Proper time in fixed Rindler coordinate $X=\frac{1}{\alpha}$

Question

We define the transformation from the Minkowski coordinates $(t,x)$ to the Rindler coordinates $(T,X)$ by $$t=X\sinh T,\\ x=X\cosh T.$$ If an object is moving at fixed Rindler coordinate $X=1/\alpha$, how do we write down the proper time $d\tau$ in terms of $dT$?
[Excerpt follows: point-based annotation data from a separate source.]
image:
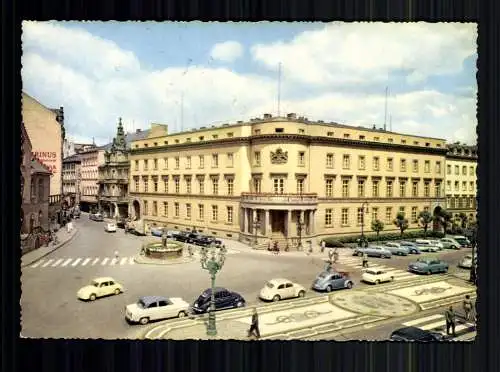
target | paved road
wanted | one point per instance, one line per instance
(50, 307)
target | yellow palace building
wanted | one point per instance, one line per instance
(284, 178)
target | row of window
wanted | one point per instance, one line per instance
(457, 186)
(188, 162)
(464, 170)
(279, 186)
(373, 214)
(258, 132)
(188, 210)
(257, 161)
Here is my attempt. Since $t=X\sinh T$, we know $dt=\frac{1}{\alpha}\cosh TdT$. Now $dt$ is related to $d\tau$ by the Lorentz factor $\gamma$: $$d\tau=\frac{dt}{\gamma},$$ so we get $$d\tau=\frac{1}{\alpha\gamma}\cosh TdT,$$ a result in which I don't have too much confidence. Is it correct? Is the answer really that simple? Thank you for your patience.

Answer 1

Start with the proper-time equation in Minkowski coordinates: $$ d\tau^2=dt^2-dx^2. \tag{1} $$ Write $(t,x)$ in terms of $(T,X)$, using the equations shown at the beginning of the question, to get \begin{align} dt &= (\sinh T)\,dX + (X\cosh T)\,dT \\ dx &= (\cosh T)\,dX + (X\sinh T)\,dT. \tag{2} \end{align} Substitute (2) into (1) to get $$ d\tau^2 = X^2\,dT^2-dX^2. \tag{3} $$ Equation (3) is valid for every worldline. Specializing to the worldline $X=1/\alpha$ gives the final result $$ d\tau^2 = \frac{dT^2}{\alpha^2}, \tag{4} $$ so $d\tau = dT/\alpha$.

Answer 2

with

$$t=X\,\sinh(T)\\ x=X\,\cosh(T)$$

hence $$\frac{dx}{dt}=v=\frac{\sinh(T)}{\cosh(T)}$$

and $$\gamma=\frac{1}{\sqrt{1-v^2}}=\frac{dt}{d\tau}\quad\Rightarrow\quad\\d\tau=\sqrt{1-v^2}\,dt=\sqrt {1-{\frac { \left( \sinh \left( T \right) \right) ^{2}}{ \left( \cosh \left( T \right) \right) ^{2}}}}X\cosh \left( T \right)\,dT =X\,dT=\frac{1}{\alpha}\,dT$$